Facebook Used People’s Data to Favor Certain Partners and Punish Rivals, Documents Show

Facebook used the mountains of data it collected on users to favor certain partners and punish rivals, giving companies such as Airbnb and Netflix special access to its platform while cutting off others that it perceived as threats.The tactics came to light on Wednesday from internal Facebook emails and other company documents released by a British parliamentary committee that is investigating online misinformation. The documents spotlight Facebook’s behavior from roughly 2012 to 2015, a period of explosive growth as the company navigated how to manage the information it was gathering on users and debated how best to profit from what it was building.

The documents show how Facebook executives treated data as the company’s most valuable resource and often wielded it to gain a strategic advantage. Mark Zuckerberg, Facebook’s chief executive, and Sheryl Sandberg, the chief operating officer, were intimately involved in decisions aimed at benefiting the social network above all else and keeping users as engaged as possible on the site, according to emails that were part of the document trove.

In one exchange from 2012 when Mr.
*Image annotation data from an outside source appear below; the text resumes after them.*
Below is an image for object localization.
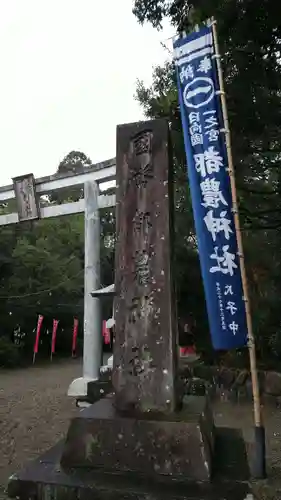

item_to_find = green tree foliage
[0,152,115,366]
[134,0,281,358]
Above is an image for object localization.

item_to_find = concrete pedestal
[61,396,214,481]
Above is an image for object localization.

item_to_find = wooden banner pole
[211,19,266,478]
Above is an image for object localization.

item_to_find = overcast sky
[0,0,173,185]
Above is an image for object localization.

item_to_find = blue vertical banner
[173,27,247,350]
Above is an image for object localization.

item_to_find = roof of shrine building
[91,284,115,297]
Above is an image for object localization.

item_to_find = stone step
[8,441,251,500]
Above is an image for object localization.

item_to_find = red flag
[51,319,59,359]
[33,314,44,363]
[102,321,110,344]
[72,318,78,356]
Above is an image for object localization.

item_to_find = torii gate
[0,158,116,398]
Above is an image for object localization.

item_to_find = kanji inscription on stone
[113,120,176,412]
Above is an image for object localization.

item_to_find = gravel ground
[0,360,281,500]
[0,360,82,500]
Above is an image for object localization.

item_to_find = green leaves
[134,0,281,356]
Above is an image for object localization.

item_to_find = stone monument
[10,120,249,500]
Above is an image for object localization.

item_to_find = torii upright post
[68,181,102,397]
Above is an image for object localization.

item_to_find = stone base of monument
[61,396,214,481]
[8,397,250,500]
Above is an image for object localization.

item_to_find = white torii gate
[0,158,116,398]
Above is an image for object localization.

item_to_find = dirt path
[0,360,281,500]
[0,360,82,499]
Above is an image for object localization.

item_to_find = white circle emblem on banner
[183,77,215,109]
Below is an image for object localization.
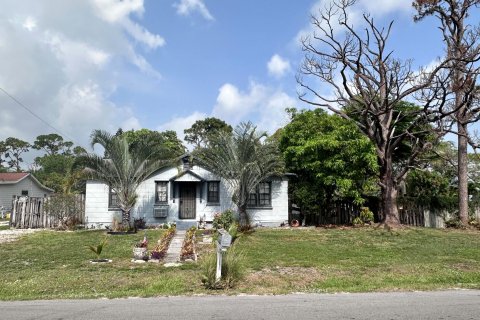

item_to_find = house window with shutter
[247,182,272,207]
[155,181,168,204]
[207,181,220,203]
[108,187,120,209]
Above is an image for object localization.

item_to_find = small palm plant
[88,238,107,262]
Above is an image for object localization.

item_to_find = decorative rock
[163,262,182,268]
[201,237,213,244]
[131,259,147,263]
[90,259,112,264]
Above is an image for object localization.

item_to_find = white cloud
[22,16,37,31]
[157,111,207,140]
[91,0,165,49]
[0,0,163,157]
[91,0,145,23]
[267,54,291,78]
[212,82,297,133]
[174,0,215,21]
[360,0,413,16]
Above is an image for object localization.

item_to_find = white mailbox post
[215,229,232,282]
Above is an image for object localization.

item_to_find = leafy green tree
[194,122,283,229]
[279,109,378,213]
[35,154,85,194]
[297,0,448,227]
[0,141,7,172]
[3,137,31,172]
[184,117,233,148]
[32,133,73,155]
[76,130,169,227]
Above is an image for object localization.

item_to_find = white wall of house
[0,176,52,210]
[85,166,288,227]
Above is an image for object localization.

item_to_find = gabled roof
[0,172,30,184]
[170,170,205,182]
[0,172,55,192]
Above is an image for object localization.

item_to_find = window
[155,181,168,203]
[248,182,272,207]
[108,188,119,208]
[207,181,220,203]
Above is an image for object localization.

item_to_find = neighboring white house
[85,156,288,227]
[0,172,54,211]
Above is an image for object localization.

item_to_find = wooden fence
[305,202,360,226]
[300,200,446,228]
[10,195,85,229]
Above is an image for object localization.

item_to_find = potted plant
[133,235,148,260]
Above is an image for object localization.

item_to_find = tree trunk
[238,204,250,230]
[457,122,468,226]
[380,158,400,227]
[122,210,131,230]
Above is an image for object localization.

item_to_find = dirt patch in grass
[238,267,324,294]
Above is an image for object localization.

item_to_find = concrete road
[0,290,480,320]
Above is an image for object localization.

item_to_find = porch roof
[170,170,206,182]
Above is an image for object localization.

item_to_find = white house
[0,172,54,211]
[85,156,288,227]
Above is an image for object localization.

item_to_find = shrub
[352,217,363,226]
[212,209,235,230]
[133,218,146,229]
[202,247,245,289]
[445,217,462,229]
[180,227,197,261]
[150,226,176,259]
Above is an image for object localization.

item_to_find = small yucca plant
[88,238,107,260]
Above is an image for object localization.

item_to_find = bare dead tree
[413,0,480,225]
[297,0,451,226]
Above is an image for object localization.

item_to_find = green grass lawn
[234,228,480,293]
[0,228,480,300]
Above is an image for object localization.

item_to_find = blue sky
[0,0,464,162]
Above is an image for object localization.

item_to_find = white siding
[85,180,111,227]
[0,176,51,210]
[85,166,288,226]
[247,179,288,227]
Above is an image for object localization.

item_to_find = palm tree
[196,122,283,229]
[77,130,167,227]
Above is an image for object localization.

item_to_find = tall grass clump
[202,247,245,289]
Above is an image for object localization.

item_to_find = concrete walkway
[165,230,187,264]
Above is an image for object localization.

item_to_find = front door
[179,182,197,219]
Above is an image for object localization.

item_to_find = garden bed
[150,227,176,260]
[180,227,197,261]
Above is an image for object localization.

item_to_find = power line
[0,87,78,145]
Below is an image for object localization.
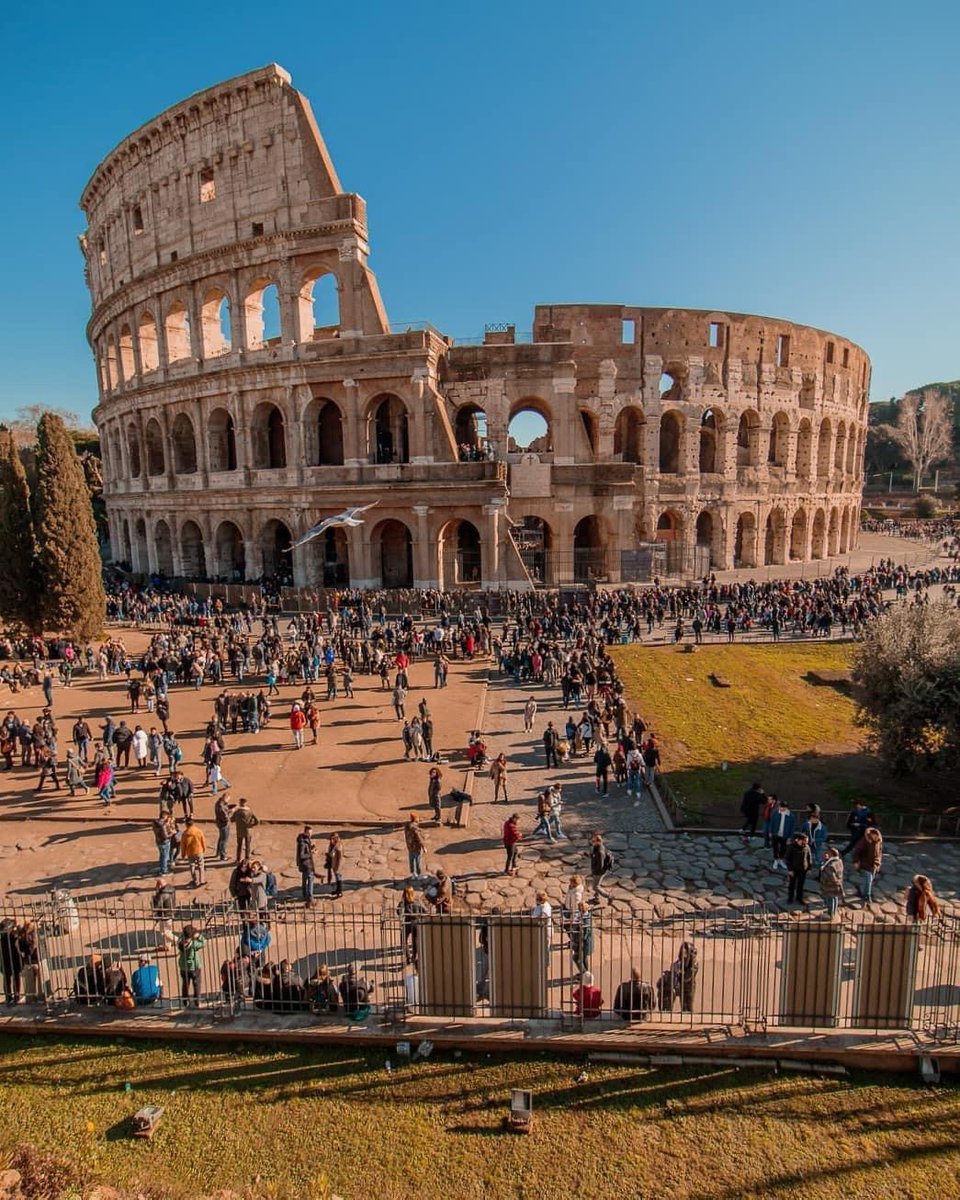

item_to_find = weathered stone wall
[82,66,870,587]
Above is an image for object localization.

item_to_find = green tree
[0,426,42,632]
[34,413,107,641]
[853,600,960,774]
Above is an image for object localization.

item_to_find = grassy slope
[0,1038,960,1200]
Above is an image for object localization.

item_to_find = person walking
[503,812,523,875]
[403,812,427,880]
[296,824,317,908]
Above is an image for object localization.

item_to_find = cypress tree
[34,413,107,641]
[0,426,42,632]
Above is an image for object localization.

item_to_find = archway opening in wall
[370,520,413,588]
[137,312,160,374]
[660,412,683,475]
[613,404,644,466]
[215,521,246,583]
[767,413,790,467]
[370,396,410,463]
[200,288,233,359]
[733,512,757,566]
[454,404,488,462]
[437,521,482,588]
[127,425,142,479]
[170,413,197,475]
[133,517,150,575]
[298,266,341,342]
[574,516,607,583]
[144,416,167,476]
[154,521,173,578]
[790,509,806,562]
[506,401,553,454]
[512,517,553,584]
[700,408,720,475]
[763,509,786,565]
[206,408,236,472]
[260,520,293,586]
[251,401,287,470]
[180,521,206,580]
[580,408,600,458]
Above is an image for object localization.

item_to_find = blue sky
[0,0,960,427]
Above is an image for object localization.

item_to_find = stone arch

Zuckerberg discussed charging developers for access to user data and persuading them to share their data with the social network, he wrote: “It’s not good for us unless people also share back to Facebook and that content increases the value of our network. So ultimately, I think the purpose of platform — even the read side — is to increase sharing back into Facebook.”

The release of the internal documents adds to Facebook’s challenges as it wrestles with issues as varied as how it enabled the spread of misinformation and whether it properly safeguarded the data of its users. Mr. Zuckerberg and Ms. Sandberg are under scrutiny for their handling of the matters; the executives have publicly said they were slow to respond to some of the problems.